Ezechiël 31 VB
1. Eveneens in het elfde jaar, op de eerste dag van de derde maand, kwam het woord van de Heer tot mij:
2. "Mensenzoon, zeg tegen de farao en zijn menigte: Wie kan zich met u meten in macht?
3. Zie, Assur was een ceder op de Libanon, met prachtige takken die het woud overschaduwden en een hoge stam. Zijn top stak boven de boomkruinen uit.
4. Het water deed hem groeien, de waterdiepte maakte hem hoog: die stroomde rond de plaats waar hij geplant was en stuurde zijn waterlopen naar alle bomen van het veld.
5. Zo werd hij hoger dan de andere bomen in het veld. Hij kreeg talrijke takken, lange twijgen, vanwege het overvloedige water toen hij opschoot.
6. Alle vogels nestelden tussen zijn takken, onder zijn takken wierpen alle wilde dieren hun jongen, alle grote volken woonden in de beschutting van zijn schaduw.
7. Hij was prachtig, vanwege zijn grote hoogte en zijn lange takken, doordat zijn wortels overvloedig water hadden.
8. Geen ceder in Gods tuin overtrof hem in grootte, geen cipres had takken zoals hij, geen kastanjeboom kon zijn twijgen met die van hem vergelijken, geen enkele boom in Gods tuin was zo schitterend als hij.
9. Ik gaf hem een schitterende, rijkvertakte bladerkroon en alle bomen in Eden, Gods tuin, benijdden hem.

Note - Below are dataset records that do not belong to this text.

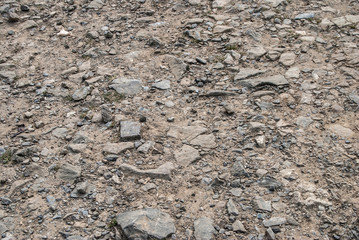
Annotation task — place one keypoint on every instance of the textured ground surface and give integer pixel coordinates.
(233, 119)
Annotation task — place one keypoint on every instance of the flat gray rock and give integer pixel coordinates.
(81, 93)
(126, 86)
(148, 223)
(203, 229)
(232, 209)
(83, 189)
(276, 80)
(3, 228)
(186, 155)
(205, 141)
(274, 221)
(238, 226)
(130, 130)
(162, 172)
(247, 73)
(117, 148)
(287, 59)
(261, 205)
(7, 76)
(220, 3)
(162, 85)
(186, 132)
(68, 172)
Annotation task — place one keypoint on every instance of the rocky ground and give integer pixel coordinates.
(191, 119)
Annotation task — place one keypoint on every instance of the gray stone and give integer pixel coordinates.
(177, 66)
(52, 202)
(292, 72)
(68, 172)
(217, 93)
(203, 229)
(270, 234)
(126, 86)
(83, 189)
(222, 29)
(304, 16)
(3, 228)
(76, 237)
(162, 85)
(205, 141)
(81, 93)
(7, 76)
(117, 148)
(130, 130)
(270, 183)
(287, 59)
(220, 3)
(274, 221)
(77, 148)
(238, 227)
(261, 205)
(144, 148)
(247, 73)
(95, 4)
(256, 52)
(185, 132)
(274, 3)
(236, 191)
(146, 224)
(162, 172)
(276, 80)
(341, 130)
(186, 155)
(28, 24)
(303, 122)
(232, 209)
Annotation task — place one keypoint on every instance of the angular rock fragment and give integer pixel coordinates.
(274, 221)
(186, 155)
(162, 172)
(248, 73)
(68, 172)
(261, 205)
(287, 59)
(238, 227)
(205, 141)
(231, 208)
(130, 130)
(146, 224)
(81, 93)
(126, 86)
(340, 130)
(276, 80)
(117, 148)
(82, 190)
(186, 132)
(203, 229)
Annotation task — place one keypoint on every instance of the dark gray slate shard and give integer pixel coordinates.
(130, 130)
(148, 223)
(276, 80)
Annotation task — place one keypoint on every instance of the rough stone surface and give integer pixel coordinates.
(126, 86)
(203, 229)
(130, 130)
(276, 80)
(162, 172)
(146, 223)
(186, 155)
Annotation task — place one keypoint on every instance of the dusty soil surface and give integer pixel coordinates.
(191, 119)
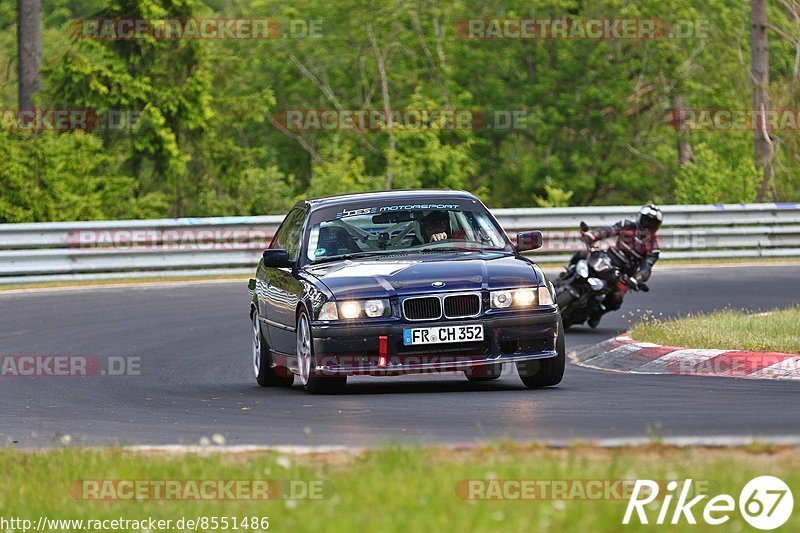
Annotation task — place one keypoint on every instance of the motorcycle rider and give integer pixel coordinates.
(634, 253)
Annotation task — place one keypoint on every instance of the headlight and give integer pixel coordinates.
(374, 308)
(349, 309)
(352, 309)
(582, 268)
(524, 297)
(545, 296)
(328, 312)
(501, 299)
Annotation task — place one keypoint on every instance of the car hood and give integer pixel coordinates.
(406, 275)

10. Daarom zegt de Heer Heer: Omdat hij zo hoog van stam geworden was, en zijn top zelfs boven alle boomkruinen uitstak en zijn hart trots werd op zijn grote hoogte,
11. leverde Ik hem uit aan de machtige van de volken, die met hem moest afrekenen vanwege zijn goddeloosheid. Ik verjoeg hem.
12. Vreemdelingen, de meest meedogenloze van de volken, velden hem en lieten hem achter. Zijn takken vielen neer op de bergen en in alle dalen, zijn twijgen lagen afgebroken langs de beken van het land. De volken van de aarde vertrokken uit zijn schaduw en verlieten hem.

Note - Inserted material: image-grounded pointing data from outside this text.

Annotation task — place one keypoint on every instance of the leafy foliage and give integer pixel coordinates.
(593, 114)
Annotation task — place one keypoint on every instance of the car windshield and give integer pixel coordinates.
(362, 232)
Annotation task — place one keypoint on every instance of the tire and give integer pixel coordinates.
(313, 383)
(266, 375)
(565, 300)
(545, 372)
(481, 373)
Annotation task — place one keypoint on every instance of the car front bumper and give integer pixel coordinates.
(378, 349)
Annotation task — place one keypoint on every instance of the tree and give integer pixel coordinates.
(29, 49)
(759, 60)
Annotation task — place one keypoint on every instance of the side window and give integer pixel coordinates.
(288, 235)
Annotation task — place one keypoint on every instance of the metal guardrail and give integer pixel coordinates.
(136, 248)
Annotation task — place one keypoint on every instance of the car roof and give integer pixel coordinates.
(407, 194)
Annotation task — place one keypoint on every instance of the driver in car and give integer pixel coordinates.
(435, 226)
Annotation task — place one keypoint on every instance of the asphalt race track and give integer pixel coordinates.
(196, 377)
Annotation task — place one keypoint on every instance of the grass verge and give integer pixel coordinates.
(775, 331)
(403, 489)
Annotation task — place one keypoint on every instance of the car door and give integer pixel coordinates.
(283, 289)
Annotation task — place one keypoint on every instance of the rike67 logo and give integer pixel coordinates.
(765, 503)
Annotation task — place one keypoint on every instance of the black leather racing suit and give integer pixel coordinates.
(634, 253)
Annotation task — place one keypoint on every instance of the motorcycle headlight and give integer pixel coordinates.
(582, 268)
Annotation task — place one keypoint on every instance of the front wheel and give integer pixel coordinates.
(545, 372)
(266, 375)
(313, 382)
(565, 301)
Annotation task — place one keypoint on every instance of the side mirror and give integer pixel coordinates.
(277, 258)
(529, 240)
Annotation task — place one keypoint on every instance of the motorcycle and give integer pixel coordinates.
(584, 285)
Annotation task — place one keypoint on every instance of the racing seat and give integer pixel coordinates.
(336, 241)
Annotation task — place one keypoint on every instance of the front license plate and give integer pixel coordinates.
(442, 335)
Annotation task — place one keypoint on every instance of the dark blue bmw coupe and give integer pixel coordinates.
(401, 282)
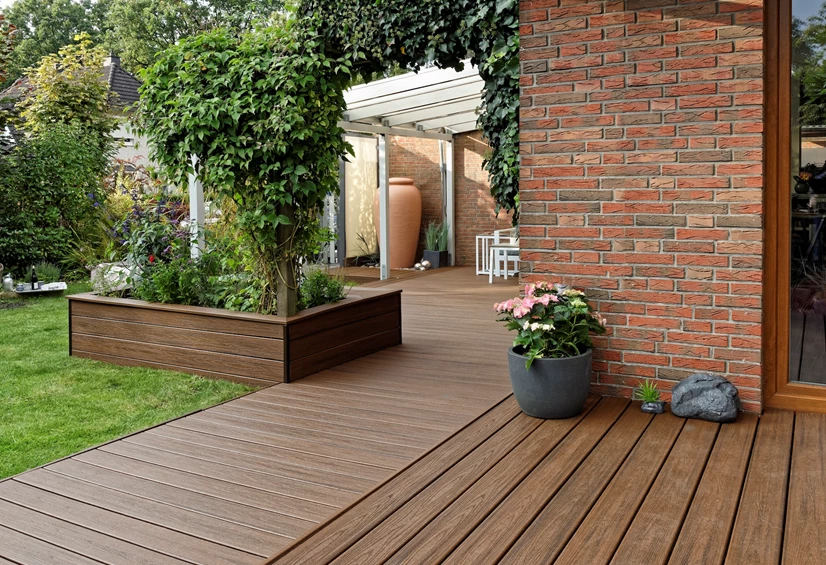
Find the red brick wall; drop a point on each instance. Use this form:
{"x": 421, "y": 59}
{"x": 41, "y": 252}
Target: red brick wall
{"x": 641, "y": 128}
{"x": 418, "y": 159}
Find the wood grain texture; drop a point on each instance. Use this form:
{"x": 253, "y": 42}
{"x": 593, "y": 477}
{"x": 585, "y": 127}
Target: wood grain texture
{"x": 705, "y": 533}
{"x": 651, "y": 535}
{"x": 757, "y": 536}
{"x": 246, "y": 479}
{"x": 804, "y": 542}
{"x": 601, "y": 532}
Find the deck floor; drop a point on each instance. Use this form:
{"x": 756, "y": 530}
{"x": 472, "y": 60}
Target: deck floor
{"x": 238, "y": 482}
{"x": 611, "y": 486}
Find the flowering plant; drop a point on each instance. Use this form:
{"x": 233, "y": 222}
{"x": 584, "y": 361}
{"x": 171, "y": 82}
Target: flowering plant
{"x": 550, "y": 321}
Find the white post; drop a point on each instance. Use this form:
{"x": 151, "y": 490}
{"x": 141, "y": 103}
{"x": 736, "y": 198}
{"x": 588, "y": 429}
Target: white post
{"x": 450, "y": 202}
{"x": 384, "y": 206}
{"x": 196, "y": 210}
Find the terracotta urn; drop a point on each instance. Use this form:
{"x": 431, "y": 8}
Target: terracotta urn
{"x": 405, "y": 215}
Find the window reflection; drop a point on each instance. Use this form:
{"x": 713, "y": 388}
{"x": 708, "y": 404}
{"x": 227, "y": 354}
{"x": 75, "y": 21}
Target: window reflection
{"x": 807, "y": 344}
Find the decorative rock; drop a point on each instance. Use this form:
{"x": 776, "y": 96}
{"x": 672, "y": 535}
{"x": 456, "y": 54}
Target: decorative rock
{"x": 707, "y": 397}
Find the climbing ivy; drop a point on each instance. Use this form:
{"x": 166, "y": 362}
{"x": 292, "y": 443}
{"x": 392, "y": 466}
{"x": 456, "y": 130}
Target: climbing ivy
{"x": 377, "y": 35}
{"x": 260, "y": 110}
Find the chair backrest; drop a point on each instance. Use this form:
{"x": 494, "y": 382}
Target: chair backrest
{"x": 499, "y": 236}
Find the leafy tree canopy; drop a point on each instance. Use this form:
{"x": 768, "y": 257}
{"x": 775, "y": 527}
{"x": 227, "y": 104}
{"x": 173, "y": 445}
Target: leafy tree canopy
{"x": 140, "y": 29}
{"x": 378, "y": 35}
{"x": 260, "y": 109}
{"x": 68, "y": 88}
{"x": 47, "y": 25}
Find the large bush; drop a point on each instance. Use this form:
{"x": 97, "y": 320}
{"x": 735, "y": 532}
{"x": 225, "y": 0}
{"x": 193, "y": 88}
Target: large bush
{"x": 260, "y": 110}
{"x": 50, "y": 189}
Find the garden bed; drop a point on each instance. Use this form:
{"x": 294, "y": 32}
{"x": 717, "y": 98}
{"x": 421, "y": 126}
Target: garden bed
{"x": 239, "y": 346}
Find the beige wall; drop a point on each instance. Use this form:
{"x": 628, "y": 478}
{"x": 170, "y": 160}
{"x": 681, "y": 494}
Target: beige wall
{"x": 360, "y": 185}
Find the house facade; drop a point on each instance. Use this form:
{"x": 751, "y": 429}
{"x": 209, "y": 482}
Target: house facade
{"x": 660, "y": 141}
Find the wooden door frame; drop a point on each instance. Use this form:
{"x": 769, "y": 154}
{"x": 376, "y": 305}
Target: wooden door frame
{"x": 778, "y": 392}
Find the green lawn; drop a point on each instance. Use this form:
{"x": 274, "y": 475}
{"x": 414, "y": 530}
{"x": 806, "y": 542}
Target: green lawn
{"x": 52, "y": 405}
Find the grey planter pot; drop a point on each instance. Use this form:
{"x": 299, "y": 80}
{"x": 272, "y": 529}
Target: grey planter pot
{"x": 551, "y": 388}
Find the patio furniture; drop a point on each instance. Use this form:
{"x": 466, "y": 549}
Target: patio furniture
{"x": 503, "y": 249}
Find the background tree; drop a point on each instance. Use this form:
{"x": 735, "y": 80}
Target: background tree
{"x": 45, "y": 26}
{"x": 68, "y": 88}
{"x": 140, "y": 29}
{"x": 260, "y": 109}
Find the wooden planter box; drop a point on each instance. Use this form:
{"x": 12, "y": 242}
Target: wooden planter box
{"x": 239, "y": 346}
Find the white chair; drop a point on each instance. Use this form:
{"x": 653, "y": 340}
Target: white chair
{"x": 502, "y": 250}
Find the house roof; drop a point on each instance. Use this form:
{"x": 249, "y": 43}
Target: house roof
{"x": 430, "y": 100}
{"x": 122, "y": 83}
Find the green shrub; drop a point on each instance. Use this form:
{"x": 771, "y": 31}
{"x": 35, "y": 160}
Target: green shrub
{"x": 50, "y": 188}
{"x": 319, "y": 287}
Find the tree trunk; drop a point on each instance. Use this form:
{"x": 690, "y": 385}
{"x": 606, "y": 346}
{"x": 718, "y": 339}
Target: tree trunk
{"x": 287, "y": 293}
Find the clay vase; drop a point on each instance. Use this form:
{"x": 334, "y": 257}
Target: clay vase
{"x": 405, "y": 215}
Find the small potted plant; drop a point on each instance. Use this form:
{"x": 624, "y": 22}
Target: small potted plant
{"x": 435, "y": 245}
{"x": 550, "y": 361}
{"x": 648, "y": 393}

13. De vogels streken neer op zijn omgevallen stam en de wilde dieren huisden tussen zijn twijgen.
14. Zo zou geen boom aan het water nog trots durven worden op zijn hoogte en zijn top nog boven de boomkruinen uit laten torenen, en zou geen van de waterdrinkende bomen zich nog laten voorstaan op zijn hoogte. Want allemaal zijn ze bestemd voor de dood, voor de diepten van de aarde, te midden van alle stervelingen die reeds in het graf zijn afgedaald.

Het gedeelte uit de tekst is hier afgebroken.